Kessels Engineering Works Pvt. Ltd, and petitioner No.2 is Shri Barat
Bhushan Sawhney, a Director in petitioner No.1.
3. The Registrar of Companies, i.e the respondent herein,
struck the company‟s name off the Register due to defaults in
statutory compliances, namely, failure to file annual returns and
balance sheets in respect of the years 2001 - 2009. Consequently, the
respondent initiated proceedings under S.560 of the Companies Act,
1956, for the purpose of striking the name of petitioner No.1 off the
Register maintained by him. It is stated by counsel for the respondent
that the procedure prescribed under S.560 of the Companies Act, 1956
was followed, notices as required under S.560(1), S.560(2), S.560(3)
and, ultimately, under S.560(5) were issued, and that the name of
petitioner No.1 was published in the Official Gazette on 23rd June,
2007 at S.No. 6074.
4. It is stated by the counsel for the petitioners that the
petitioners did not receive any show cause notice, nor were they
afforded any opportunity of being heard before the aforesaid action
was taken by the respondent. On examination, it appears that the
address of the registered office of petitioner No.1 is the same as its
address in the records of the respondent. Therefore, the petitioners
are deemed to have been duly served with the notices issued by the
respondent before striking petitioner No.1‟s name off the Register.

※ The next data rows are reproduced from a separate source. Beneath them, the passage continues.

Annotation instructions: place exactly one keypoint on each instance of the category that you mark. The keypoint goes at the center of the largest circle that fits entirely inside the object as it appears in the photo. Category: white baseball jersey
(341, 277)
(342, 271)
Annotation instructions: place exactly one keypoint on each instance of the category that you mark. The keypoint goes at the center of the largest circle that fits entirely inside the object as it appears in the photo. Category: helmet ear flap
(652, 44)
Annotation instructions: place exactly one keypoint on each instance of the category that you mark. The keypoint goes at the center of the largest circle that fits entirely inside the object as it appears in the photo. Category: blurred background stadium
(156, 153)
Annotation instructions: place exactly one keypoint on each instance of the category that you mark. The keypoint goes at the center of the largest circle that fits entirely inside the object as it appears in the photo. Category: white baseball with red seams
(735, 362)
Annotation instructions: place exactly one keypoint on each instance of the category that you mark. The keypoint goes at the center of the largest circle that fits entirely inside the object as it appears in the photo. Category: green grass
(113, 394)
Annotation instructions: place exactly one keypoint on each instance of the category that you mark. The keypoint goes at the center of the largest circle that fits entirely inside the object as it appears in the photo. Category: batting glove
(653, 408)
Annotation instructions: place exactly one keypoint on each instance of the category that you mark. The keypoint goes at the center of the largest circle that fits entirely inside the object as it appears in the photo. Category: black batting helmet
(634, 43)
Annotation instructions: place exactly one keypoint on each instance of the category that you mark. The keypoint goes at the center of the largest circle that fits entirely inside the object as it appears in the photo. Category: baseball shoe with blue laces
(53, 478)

5. The petitioners submit that the company has been active
since incorporation, and has also been maintaining all the requisite
documentation, as per the provisions of the Companies Act, 1956. In
support of this statement, copies of the audited accounts and
acknowledgments of income tax returns for the financial years 2004 -
2008, have been annexed to this petition.
6. It is the case of the petitioners that the accounts of the
company were prepared and audited every year, and that the
company had engaged the services of a Chartered Accountant firm to
perform the task of filing the statutory documents with the office of
the respondent. It is submitted that the aforesaid Chartered
Accountant firm did not carry out the task it was entrusted with.
However, no details regarding the Chartered Accountant firm in
question have been given in the petition. It is further submitted that it
was only in June 2009 that the fact of non-filing of the returns and
other documents with the respondent, as well as the fact that the
company‟s name had been struck off the Register, was known to the
petitioners.
7. Counsel for the respondent does not have any objection to
the revival of the company, subject to the petitioners filing all
outstanding statutory documents, i.e. annual returns and balance
sheets in respect of the years 2001 - 2009, along with the filing and
additional fee, as applicable on the date of actual filing.
8. In Purushottamdas & Anr (Bulakidas Mohta Co P.
Ltd) v Registrar of Companies, [1986] 60 Comp Cas 154 (Bom),
the Bombay High Court, in paragraph 20 thereof, has held, inter alia,
that;
"The object of section 560(6) of the Companies Act is to give a chance to the company, its members and
creditors to revive the company which has been struck off by the Registrar of Companies, within a period of 20 years, and to give them an opportunity of carrying on the business only after the company judge is satisfied that such restoration is necessary in the interests of justice."
9. Looking to the fact that the company is a running company
with an annual turnover of approximately Rs.21 crores, as on 31st
March, 2008; that the petitioners have filed this petition within the
stipulated limitation period, i.e. within 20 years from the date of
publication of the notice in the Official Gazette; and to the decision of
the Bombay High Court in Purushottamdas & Anr (Bulakidas
Mohta Co P. Ltd) v Registrar of Companies (supra), this petition
deserves to be allowed. However, a greater degree of care was
certainly required from the company in ensuring statutory
compliances. The petitioners have given no details of the
administrative arrangements put in place to ensure that statutory
compliances are met well within time, save for a bald statement that
this responsibility was that of a hired and nameless Chartered
Accountant firm. If any employee, whether part-time or full-time,
defaults in his duties, the primary responsibility for ensuring statutory
compliances remains that of the management.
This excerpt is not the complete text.